Sindaci divisi: centrosinistra per il No, centrodestra osserva
Nei giorni precedenti al voto, diversi amministratori locali vicini all’area del centrosinistra hanno espresso apertamente la loro posizione per il No.
Tra questi, i sindaci di:
- Minori
- Ravello
- Cetara
Dall’altra parte, Positano, amministrazione vicina all’area di centrodestra, non ha promosso campagne ufficiali per il Sì, ma il dato sull’affluenza viene interpretato da alcuni osservatori come un possibile segnale favorevole.

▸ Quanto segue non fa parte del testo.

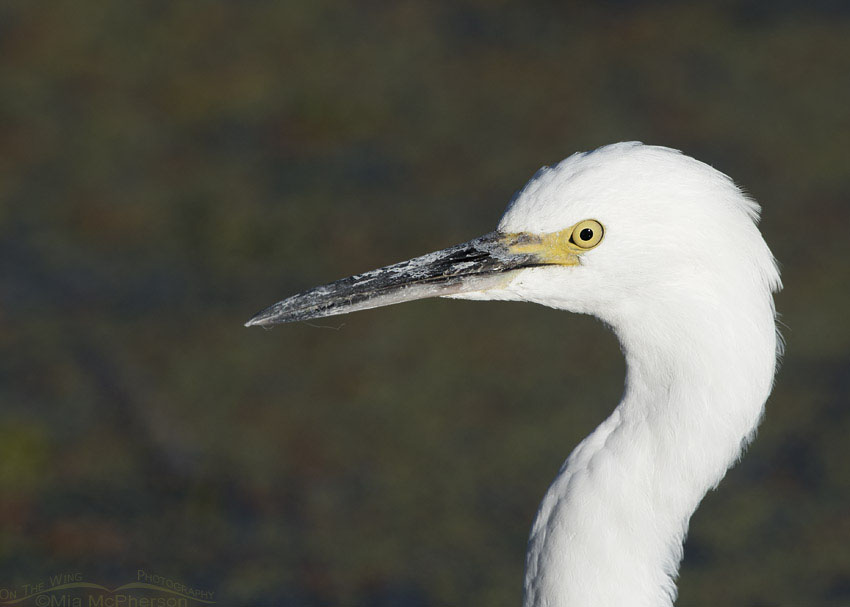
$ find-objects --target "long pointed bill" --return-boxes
[245,232,577,327]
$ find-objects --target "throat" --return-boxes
[524,332,773,607]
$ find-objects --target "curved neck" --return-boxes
[524,305,775,607]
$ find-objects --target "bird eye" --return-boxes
[570,219,604,249]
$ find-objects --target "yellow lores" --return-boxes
[505,219,605,266]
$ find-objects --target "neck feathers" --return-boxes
[525,292,776,607]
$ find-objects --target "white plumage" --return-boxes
[249,143,781,607]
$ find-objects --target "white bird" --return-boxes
[247,142,781,607]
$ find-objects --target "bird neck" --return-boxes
[525,305,775,607]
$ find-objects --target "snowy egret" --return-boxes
[247,143,781,607]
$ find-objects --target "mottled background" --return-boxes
[0,0,850,607]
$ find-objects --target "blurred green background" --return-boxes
[0,0,850,606]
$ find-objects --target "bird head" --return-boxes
[246,143,779,342]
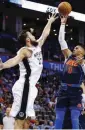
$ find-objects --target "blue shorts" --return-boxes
[56,86,83,109]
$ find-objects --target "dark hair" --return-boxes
[78,44,85,51]
[18,30,27,46]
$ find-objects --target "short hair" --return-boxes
[18,30,27,46]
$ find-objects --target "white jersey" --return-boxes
[3,116,15,130]
[18,46,43,85]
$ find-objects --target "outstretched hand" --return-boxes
[60,15,68,24]
[0,58,3,70]
[48,13,59,23]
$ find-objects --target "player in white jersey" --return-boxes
[0,14,57,129]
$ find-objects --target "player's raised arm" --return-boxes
[37,14,58,46]
[58,17,72,58]
[0,49,32,70]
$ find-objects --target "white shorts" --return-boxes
[10,79,38,117]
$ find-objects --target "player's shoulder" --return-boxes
[17,47,32,54]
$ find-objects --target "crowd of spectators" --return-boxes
[0,68,59,129]
[0,67,85,129]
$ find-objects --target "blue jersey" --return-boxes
[61,55,84,84]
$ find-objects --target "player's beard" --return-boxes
[31,41,38,47]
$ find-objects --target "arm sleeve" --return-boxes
[58,24,68,50]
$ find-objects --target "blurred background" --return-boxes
[0,0,85,129]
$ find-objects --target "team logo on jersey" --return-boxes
[19,112,24,117]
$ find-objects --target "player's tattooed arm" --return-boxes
[37,14,58,47]
[0,49,32,70]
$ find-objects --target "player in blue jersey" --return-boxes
[55,17,85,129]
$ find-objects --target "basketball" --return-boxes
[58,2,72,16]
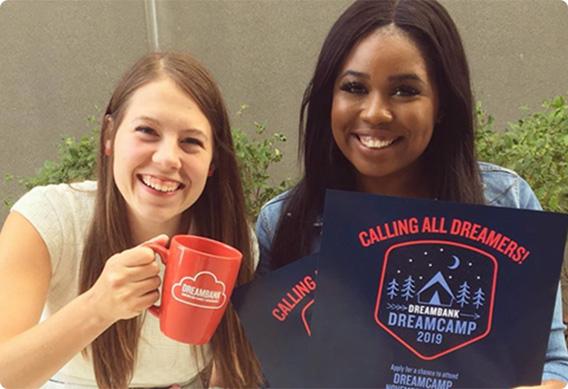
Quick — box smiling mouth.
[355,135,400,150]
[137,174,185,193]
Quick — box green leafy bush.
[233,105,291,219]
[4,106,290,219]
[477,96,568,212]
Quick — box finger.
[141,234,170,245]
[127,261,160,282]
[131,276,162,296]
[135,290,160,311]
[119,246,159,267]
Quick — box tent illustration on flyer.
[232,255,318,388]
[304,191,568,389]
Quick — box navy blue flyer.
[310,191,568,389]
[232,255,317,388]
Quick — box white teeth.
[359,135,395,149]
[141,175,181,193]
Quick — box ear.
[207,162,215,177]
[103,115,114,157]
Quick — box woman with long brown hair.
[0,53,261,388]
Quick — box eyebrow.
[340,70,424,83]
[134,115,208,139]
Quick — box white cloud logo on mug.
[172,271,227,309]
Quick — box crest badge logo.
[375,240,498,360]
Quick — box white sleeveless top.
[12,181,211,388]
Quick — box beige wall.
[0,0,568,221]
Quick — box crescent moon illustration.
[448,255,460,270]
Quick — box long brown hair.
[79,53,262,388]
[271,0,484,268]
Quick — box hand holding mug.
[89,235,168,324]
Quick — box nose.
[152,138,181,170]
[361,93,393,125]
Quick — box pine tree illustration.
[457,281,469,308]
[400,276,414,301]
[473,288,485,309]
[387,278,398,300]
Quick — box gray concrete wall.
[0,0,568,220]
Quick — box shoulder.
[12,181,97,209]
[11,181,97,272]
[479,162,541,209]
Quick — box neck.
[357,164,433,198]
[129,214,181,245]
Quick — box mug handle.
[144,243,168,318]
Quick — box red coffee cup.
[146,235,242,345]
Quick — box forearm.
[0,292,112,388]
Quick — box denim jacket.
[256,162,568,382]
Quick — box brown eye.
[135,126,158,135]
[393,86,420,97]
[339,81,367,95]
[181,138,204,148]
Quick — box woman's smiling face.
[106,77,213,224]
[331,26,438,195]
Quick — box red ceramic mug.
[146,235,242,344]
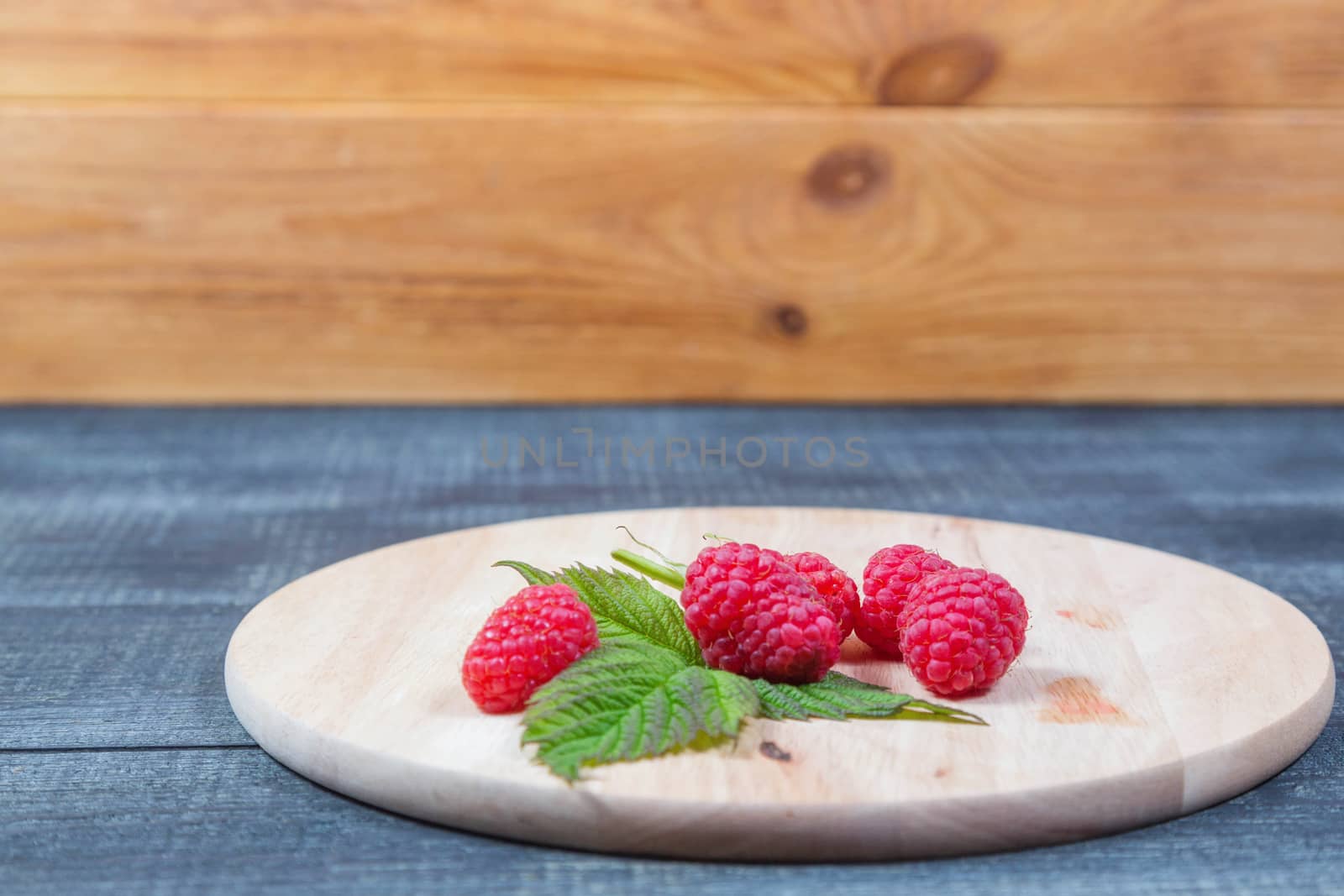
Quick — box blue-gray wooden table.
[0,407,1344,896]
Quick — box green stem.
[612,548,685,591]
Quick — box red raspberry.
[681,542,840,683]
[731,592,840,684]
[462,584,598,712]
[853,544,957,657]
[784,551,858,641]
[681,542,808,652]
[896,567,1026,697]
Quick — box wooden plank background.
[8,0,1344,106]
[0,0,1344,401]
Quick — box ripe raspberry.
[853,544,956,657]
[681,542,840,683]
[896,567,1026,697]
[784,551,858,642]
[462,584,598,712]
[681,542,809,652]
[731,592,840,684]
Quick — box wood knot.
[808,145,891,208]
[878,35,999,106]
[770,302,808,338]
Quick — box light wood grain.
[0,103,1344,401]
[226,508,1335,860]
[0,0,1344,106]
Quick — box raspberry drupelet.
[784,551,858,642]
[853,544,956,657]
[681,542,840,683]
[462,584,598,712]
[898,569,1026,697]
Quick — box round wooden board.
[226,508,1335,861]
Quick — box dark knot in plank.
[878,35,999,106]
[808,144,891,208]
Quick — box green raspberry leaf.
[559,563,704,666]
[522,639,761,780]
[751,672,985,726]
[491,560,555,584]
[495,560,704,666]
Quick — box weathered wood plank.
[0,605,253,750]
[0,0,1344,106]
[0,407,1344,896]
[8,407,1344,610]
[0,752,1344,896]
[0,407,1344,762]
[0,103,1344,401]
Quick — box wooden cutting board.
[224,508,1335,860]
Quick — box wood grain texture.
[8,406,1344,896]
[0,605,253,751]
[224,508,1335,861]
[8,103,1344,401]
[0,0,1344,106]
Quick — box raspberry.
[462,584,598,712]
[731,592,840,684]
[784,551,858,641]
[896,567,1026,697]
[681,542,840,683]
[853,544,956,657]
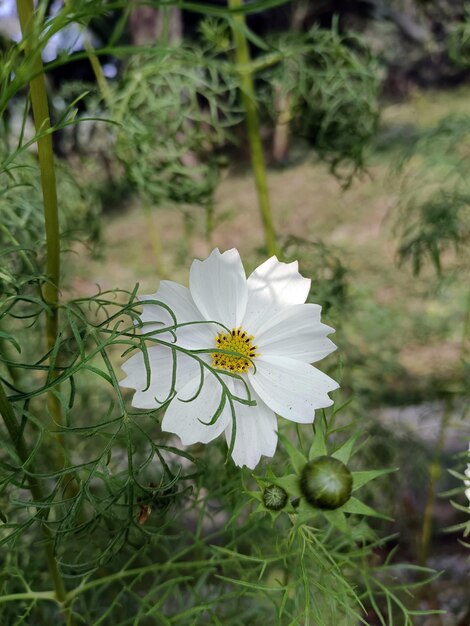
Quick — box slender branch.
[16,0,63,434]
[228,0,279,254]
[0,382,68,616]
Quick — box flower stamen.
[212,328,258,374]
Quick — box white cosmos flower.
[120,249,338,469]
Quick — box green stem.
[418,398,453,566]
[228,0,279,255]
[17,0,60,349]
[16,0,63,438]
[0,382,70,619]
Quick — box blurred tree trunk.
[129,6,183,46]
[272,0,309,163]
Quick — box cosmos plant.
[120,249,338,469]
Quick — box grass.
[71,89,468,403]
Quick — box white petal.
[119,346,200,409]
[248,356,338,424]
[225,382,277,469]
[255,304,336,363]
[162,373,231,445]
[243,256,311,334]
[140,280,214,350]
[189,248,247,329]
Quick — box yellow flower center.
[212,328,258,374]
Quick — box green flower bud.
[263,485,289,511]
[300,456,352,510]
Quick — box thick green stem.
[16,0,63,436]
[0,382,70,608]
[228,0,279,255]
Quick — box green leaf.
[322,507,351,534]
[331,431,362,465]
[272,474,302,496]
[308,419,328,461]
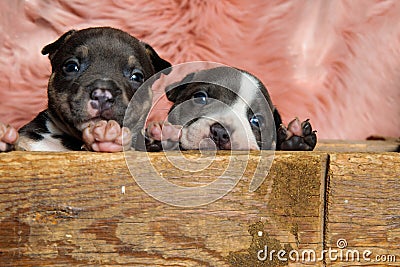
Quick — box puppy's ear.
[142,42,171,74]
[165,72,195,103]
[42,30,76,60]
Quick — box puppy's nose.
[90,89,114,110]
[210,122,230,149]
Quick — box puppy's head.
[166,67,276,150]
[42,27,171,140]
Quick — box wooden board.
[0,152,328,266]
[326,153,400,266]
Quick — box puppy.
[146,67,317,151]
[0,27,171,152]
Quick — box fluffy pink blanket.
[0,0,400,139]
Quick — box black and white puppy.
[146,67,317,151]
[0,27,171,152]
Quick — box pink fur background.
[0,0,400,139]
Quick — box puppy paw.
[82,120,132,152]
[145,122,182,152]
[277,118,317,151]
[0,122,19,152]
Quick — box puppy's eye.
[193,91,208,105]
[129,69,144,83]
[249,114,264,128]
[63,59,80,74]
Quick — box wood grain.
[326,153,400,266]
[0,152,327,266]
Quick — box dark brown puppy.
[146,67,317,151]
[0,27,171,152]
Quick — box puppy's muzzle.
[210,122,231,149]
[88,79,122,119]
[90,89,114,111]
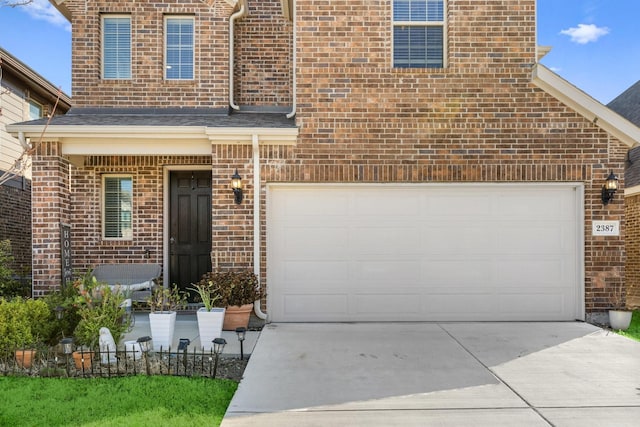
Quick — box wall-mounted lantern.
[602,171,618,205]
[231,169,242,205]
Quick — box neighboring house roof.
[7,108,298,155]
[0,47,71,111]
[607,80,640,192]
[607,80,640,126]
[532,64,640,148]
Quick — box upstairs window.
[102,15,131,79]
[102,175,133,240]
[29,99,44,120]
[165,17,194,80]
[393,0,445,68]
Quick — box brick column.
[31,142,70,297]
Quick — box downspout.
[252,134,267,320]
[229,0,246,110]
[287,1,298,119]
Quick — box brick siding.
[28,0,626,312]
[624,194,640,307]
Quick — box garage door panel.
[282,260,349,288]
[352,259,420,287]
[267,184,584,321]
[428,227,497,255]
[422,193,495,218]
[281,226,349,260]
[349,226,420,254]
[497,223,575,255]
[498,291,565,320]
[496,258,575,287]
[353,293,422,320]
[421,257,495,287]
[281,293,349,321]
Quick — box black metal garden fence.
[0,346,238,378]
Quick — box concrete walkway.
[222,322,640,427]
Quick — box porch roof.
[7,108,298,155]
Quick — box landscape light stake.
[178,338,191,375]
[213,338,227,378]
[60,338,73,376]
[137,336,151,375]
[236,326,247,360]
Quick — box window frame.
[101,174,134,241]
[163,15,196,81]
[27,99,44,120]
[100,14,133,80]
[391,0,448,70]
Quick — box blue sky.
[0,0,640,104]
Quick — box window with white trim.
[393,0,446,68]
[102,15,131,79]
[29,99,44,120]
[102,175,133,240]
[165,16,194,80]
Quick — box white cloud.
[20,0,71,31]
[560,24,609,44]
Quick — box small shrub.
[0,298,50,355]
[147,285,187,312]
[198,270,265,307]
[42,285,80,346]
[73,272,129,349]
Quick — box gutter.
[252,134,267,320]
[229,0,247,110]
[287,3,298,119]
[531,63,640,148]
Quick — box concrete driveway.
[222,322,640,427]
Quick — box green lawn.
[617,310,640,341]
[0,375,238,427]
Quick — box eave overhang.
[7,124,298,156]
[532,64,640,148]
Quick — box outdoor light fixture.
[136,336,151,375]
[602,171,618,205]
[136,337,151,354]
[231,169,242,205]
[213,338,227,354]
[236,326,247,360]
[56,340,73,376]
[60,338,73,355]
[213,338,227,378]
[178,338,191,351]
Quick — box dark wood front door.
[169,171,211,298]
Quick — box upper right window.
[393,0,445,68]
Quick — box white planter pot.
[149,311,176,351]
[196,307,224,351]
[609,310,633,331]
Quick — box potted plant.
[0,297,50,368]
[147,284,187,351]
[609,283,633,331]
[198,269,265,331]
[190,281,225,351]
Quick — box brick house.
[6,0,640,321]
[607,81,640,307]
[0,48,71,273]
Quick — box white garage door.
[267,184,584,322]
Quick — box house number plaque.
[592,221,620,236]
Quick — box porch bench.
[92,263,162,301]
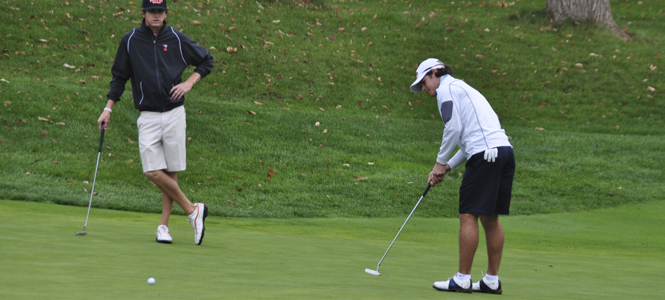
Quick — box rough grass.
[0,0,665,217]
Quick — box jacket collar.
[139,18,167,36]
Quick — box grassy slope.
[0,200,665,299]
[0,0,665,217]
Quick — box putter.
[365,183,432,276]
[76,122,104,235]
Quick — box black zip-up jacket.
[107,19,214,112]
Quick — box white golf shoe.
[473,278,503,295]
[189,203,208,245]
[432,276,472,293]
[155,225,173,244]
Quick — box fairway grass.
[0,200,665,299]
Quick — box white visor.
[411,58,446,93]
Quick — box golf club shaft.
[376,184,432,272]
[83,122,105,231]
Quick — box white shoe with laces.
[155,225,173,244]
[473,277,503,295]
[189,203,208,245]
[432,276,472,293]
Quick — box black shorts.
[459,147,515,216]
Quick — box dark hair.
[432,65,453,78]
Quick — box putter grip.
[99,122,105,152]
[423,183,432,197]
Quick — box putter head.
[365,269,381,276]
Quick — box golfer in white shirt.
[411,58,515,294]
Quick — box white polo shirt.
[436,75,512,168]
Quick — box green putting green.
[0,200,665,299]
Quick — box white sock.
[455,272,471,282]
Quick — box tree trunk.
[545,0,621,31]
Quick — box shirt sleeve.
[178,32,215,78]
[436,100,462,167]
[106,36,133,102]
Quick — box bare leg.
[480,216,504,275]
[145,170,195,214]
[159,172,178,227]
[459,214,478,274]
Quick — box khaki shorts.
[136,106,187,173]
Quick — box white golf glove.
[485,148,499,162]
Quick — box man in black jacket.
[97,0,214,245]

Affluenza: Costiera indietro rispetto al dato nazionale
I numeri parlano chiaro:
- Costiera Amalfitana: 37,95%
- Media nazionale: 47,06%
Un divario significativo, che conferma una partecipazione più contenuta rispetto ad altre aree del Paese. Come spesso accade, la partecipazione è cresciuta nel corso della giornata, con un picco registrato nelle ore serali.
Positano in testa, Cetara fanalino di coda
All’interno del comprensorio, si evidenziano differenze marcate:
- Positano è il comune con la maggiore affluenza
- Cetara registra invece il dato più basso
Una dinamica che riflette anche il diverso clima politico e sociale nei vari centri della Costiera.
Scenario incerto: i sondaggi non bastano
A livello nazionale, le previsioni della vigilia sembrano essere state superate da una partecipazione più alta del previsto. Tradizionalmente, un’affluenza elevata viene interpretata come favorevole al Sì, ma in questo caso il quadro resta incerto.
Chi si reca alle urne appare fortemente motivato, segnale di un voto polarizzato e consapevole.
Le prossime ore decisive
Le operazioni di voto proseguiranno anche nella giornata di lunedì 24 marzo, con seggi aperti:
- dalle ore 7:00 alle 15:00
Subito dopo partirà lo scrutinio, che chiarirà definitivamente l’esito della consultazione anche nei comuni della Costiera Amalfitana.